Les « mille marxismes » de Tosel

, par LÖWY Michael

JPEG Ce petit livre est beaucoup plus qu’un hommage au regretté André Tosel, prématurément disparu en 2017. C’est une excellente introduction (critique) à l’œuvre d’un des plus importants penseurs marxistes français des dernières décennies : un humaniste radical et engagé, qui est resté jusqu’au bout fidèle à ses convictions émancipatrices. L’auteur, Arno Münster, est un éminent spécialiste d’Ernst Bloch, ainsi qu’un militant de la cause écosocialiste. Il aborde, certes de forme résumée, les principaux travaux de Tosel, sur l’histoire de la pensée — Spinoza, Marx, Labriola, Gentile, Gramsci — ou sur l’actualité politique : la globalisation néolibérale, le « retour du religieux ». Une des contributions les plus originales et « provocatrices » de Tosel est sans doute le concept de « mille marxismes ». Contre les prétentions au monopole de la vérité des orthodoxies, il reconnaît l’inévitable pluralité et diversité du marxisme au cours de son histoire, et particulièrement dans la période qui s’ouvre avec la fin de l’URSS. Bien entendu, la philosophie de la praxis d’Antonio Gramsci et les débats entre marxistes italiens occupent une place centrale dans cette histoire « brisée et discontinue » de la tradition marxiste, mais les divers marxismes français l’intéressent aussi, notamment l’œuvre d’Étienne Balibar, dont il salue la productivité théorique, et celle de Daniel Bensaïd, dont le « marxisme pascalien » a pour fondement philosophique le pari sur la résistance. Arno Münster regrette l’absence, dans le panorama du marxisme selon André Tosel, de références substantielles à Ernst Bloch, à l’école de Francfort (à l’exception de Walter Benjamin) ou aux travaux d’Oskar Negt.
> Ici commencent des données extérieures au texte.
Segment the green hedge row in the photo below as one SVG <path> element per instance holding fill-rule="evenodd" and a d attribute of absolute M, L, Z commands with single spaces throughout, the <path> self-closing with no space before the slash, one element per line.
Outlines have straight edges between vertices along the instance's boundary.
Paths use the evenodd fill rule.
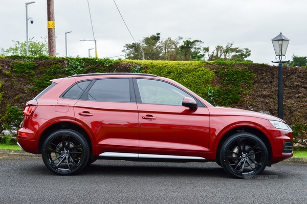
<path fill-rule="evenodd" d="M 0 56 L 1 57 L 1 56 Z M 239 103 L 255 85 L 250 63 L 231 61 L 167 61 L 95 58 L 0 57 L 0 133 L 15 134 L 25 103 L 50 84 L 50 80 L 74 74 L 131 72 L 170 78 L 216 105 Z M 294 125 L 294 134 L 305 133 L 307 125 Z M 3 137 L 7 140 L 7 137 Z"/>

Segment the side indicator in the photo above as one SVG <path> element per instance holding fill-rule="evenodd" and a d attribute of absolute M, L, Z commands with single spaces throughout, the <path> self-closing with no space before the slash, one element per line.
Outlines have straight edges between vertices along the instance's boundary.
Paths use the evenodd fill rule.
<path fill-rule="evenodd" d="M 28 135 L 27 135 L 27 133 L 26 133 L 25 132 L 18 132 L 17 133 L 17 135 L 18 136 L 28 137 Z"/>

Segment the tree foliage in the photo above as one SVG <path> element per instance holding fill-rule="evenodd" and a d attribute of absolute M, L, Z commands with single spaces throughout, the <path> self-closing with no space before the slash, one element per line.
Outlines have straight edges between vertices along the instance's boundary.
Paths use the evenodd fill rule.
<path fill-rule="evenodd" d="M 243 49 L 233 47 L 233 43 L 228 43 L 224 48 L 217 46 L 212 51 L 209 47 L 204 48 L 208 56 L 208 61 L 215 61 L 220 59 L 237 61 L 244 61 L 251 55 L 251 51 L 248 48 Z"/>
<path fill-rule="evenodd" d="M 122 52 L 126 54 L 126 59 L 170 61 L 223 59 L 242 61 L 251 55 L 249 49 L 234 47 L 233 43 L 228 43 L 225 47 L 217 46 L 211 51 L 209 47 L 203 47 L 203 41 L 199 39 L 183 40 L 181 37 L 174 40 L 170 37 L 164 39 L 160 35 L 157 33 L 144 37 L 139 42 L 126 44 Z"/>
<path fill-rule="evenodd" d="M 42 38 L 43 41 L 39 41 L 33 40 L 34 37 L 29 39 L 29 55 L 37 57 L 41 55 L 48 55 L 48 43 L 47 37 Z M 27 55 L 27 41 L 20 42 L 14 41 L 14 47 L 3 51 L 4 55 Z"/>

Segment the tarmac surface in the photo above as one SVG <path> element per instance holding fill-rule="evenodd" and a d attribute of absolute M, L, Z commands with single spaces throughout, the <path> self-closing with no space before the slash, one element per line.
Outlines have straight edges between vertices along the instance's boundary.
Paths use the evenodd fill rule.
<path fill-rule="evenodd" d="M 41 154 L 34 154 L 31 153 L 26 152 L 24 151 L 6 150 L 3 149 L 0 149 L 0 154 L 14 154 L 16 155 L 27 155 L 29 156 L 41 157 Z M 283 161 L 280 162 L 279 163 L 283 164 L 307 164 L 307 158 L 291 157 L 284 160 Z"/>

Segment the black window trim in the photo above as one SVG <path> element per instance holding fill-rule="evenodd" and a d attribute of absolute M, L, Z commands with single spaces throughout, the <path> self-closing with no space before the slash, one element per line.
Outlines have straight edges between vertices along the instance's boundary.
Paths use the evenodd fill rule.
<path fill-rule="evenodd" d="M 108 102 L 113 103 L 136 103 L 136 99 L 135 91 L 134 89 L 133 82 L 132 81 L 132 77 L 110 77 L 110 78 L 100 78 L 98 79 L 92 79 L 92 82 L 87 86 L 87 87 L 85 89 L 83 94 L 80 98 L 79 100 L 82 100 L 84 101 L 89 101 L 88 93 L 90 89 L 92 88 L 92 86 L 95 84 L 97 80 L 103 80 L 103 79 L 128 79 L 129 80 L 129 91 L 130 95 L 130 102 L 119 102 L 119 101 L 97 101 L 97 102 Z M 86 80 L 85 80 L 86 81 Z"/>
<path fill-rule="evenodd" d="M 33 98 L 34 100 L 38 99 L 41 96 L 43 95 L 46 92 L 50 90 L 51 88 L 57 84 L 55 82 L 52 82 L 51 84 L 49 85 L 46 88 L 43 89 L 41 92 L 38 94 L 36 97 Z"/>
<path fill-rule="evenodd" d="M 133 77 L 133 79 L 134 88 L 135 88 L 135 92 L 136 92 L 136 98 L 137 99 L 137 103 L 143 103 L 142 102 L 142 99 L 141 99 L 141 95 L 140 94 L 140 90 L 139 90 L 139 86 L 138 86 L 138 82 L 137 81 L 137 79 L 149 79 L 149 80 L 155 80 L 155 81 L 162 81 L 162 82 L 163 82 L 165 83 L 167 83 L 168 84 L 169 84 L 170 85 L 173 85 L 173 86 L 175 86 L 176 87 L 177 87 L 177 88 L 181 90 L 183 92 L 184 92 L 186 94 L 190 96 L 191 98 L 194 99 L 194 100 L 195 100 L 196 101 L 197 105 L 198 107 L 206 107 L 206 108 L 207 107 L 207 106 L 206 106 L 206 105 L 205 105 L 205 104 L 204 104 L 203 103 L 202 103 L 199 100 L 195 98 L 194 96 L 193 96 L 192 95 L 191 95 L 191 94 L 190 93 L 186 92 L 185 90 L 182 89 L 180 87 L 176 86 L 175 84 L 173 84 L 171 83 L 169 83 L 168 81 L 164 81 L 164 80 L 160 80 L 160 79 L 151 79 L 151 78 L 141 78 L 141 77 L 135 78 L 135 77 Z M 148 104 L 151 104 L 151 103 L 148 103 Z"/>
<path fill-rule="evenodd" d="M 66 90 L 65 90 L 65 91 L 64 92 L 63 92 L 63 93 L 62 94 L 61 94 L 61 96 L 60 96 L 60 98 L 65 99 L 76 100 L 79 100 L 80 99 L 81 99 L 82 98 L 82 97 L 83 96 L 83 95 L 84 94 L 84 93 L 85 92 L 85 91 L 86 90 L 86 89 L 87 89 L 87 88 L 89 87 L 89 86 L 90 86 L 90 85 L 91 85 L 91 84 L 93 82 L 93 81 L 91 82 L 87 85 L 87 87 L 86 87 L 86 88 L 85 88 L 85 90 L 83 92 L 83 94 L 81 95 L 81 96 L 79 98 L 72 99 L 71 98 L 64 97 L 64 96 L 65 95 L 65 94 L 66 94 L 66 93 L 67 92 L 68 92 L 71 89 L 71 88 L 72 88 L 76 84 L 79 83 L 80 82 L 83 82 L 84 81 L 93 81 L 93 79 L 87 79 L 87 80 L 85 80 L 78 81 L 77 81 L 77 82 L 74 83 L 73 84 L 72 84 L 71 85 L 70 85 L 70 87 L 69 87 Z"/>

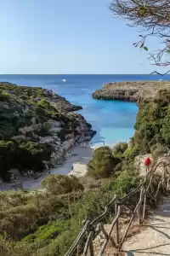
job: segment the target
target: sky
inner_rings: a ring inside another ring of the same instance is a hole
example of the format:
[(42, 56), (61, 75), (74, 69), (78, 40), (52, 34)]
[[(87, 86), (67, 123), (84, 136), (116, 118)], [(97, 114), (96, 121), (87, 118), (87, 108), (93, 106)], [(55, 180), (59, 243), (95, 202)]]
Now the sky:
[[(0, 0), (0, 73), (150, 73), (113, 0)], [(159, 42), (148, 43), (150, 49)]]

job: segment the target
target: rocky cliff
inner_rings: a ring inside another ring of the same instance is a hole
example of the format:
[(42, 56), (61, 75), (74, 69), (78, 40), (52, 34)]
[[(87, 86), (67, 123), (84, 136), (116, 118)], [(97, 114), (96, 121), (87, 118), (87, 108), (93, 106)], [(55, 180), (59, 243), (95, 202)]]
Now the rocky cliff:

L’analyse de la pensée de Gramsci est un des points forts de l’œuvre de Tosel. Il montre avec précision son rapport à l’historicisme de Croce et aux idées de Sorel sur le « bloc historique », ainsi que son opposition au « matérialisme » borné des Plekhanov ou Boukharine. Mais je ne suis pas convaincu par son hypothèse — partagée par Münster — que la philosophie de Gramsci est « en syntonie avec le tournant linguistique de la philosophie contemporaine »… L’histoire a-t-elle confirmé les analyses de la philosophie de la praxis de Gramsci ? En tout cas, constate Tosel, elle a « réalisé ses pires pronostics et vérifié sa noire lucidité ».

Au cours des dernières années de sa vie, Tosel était devenu, observe Münster, un des théoriciens marxistes les plus importants de la globalisation capitaliste néolibérale, cette « guerre économique et sociale » menée par l’oligarchie financière au niveau du globe entier. Ce « libéral-totalitarisme » — concept critiqué par Münster — a créé un véritable apartheid mondial, où la démocratie est vidée de toute substance et la citoyenneté de toute efficacité. La mondialisation néolibérale, cette machine à fragmenter, hiérarchiser et éliminer les humains « superflus » (Hannah Arendt), est aussi responsable de la catastrophe écologique (le réchauffement global), qui représente un véritable danger d’autodestruction de l’humanité.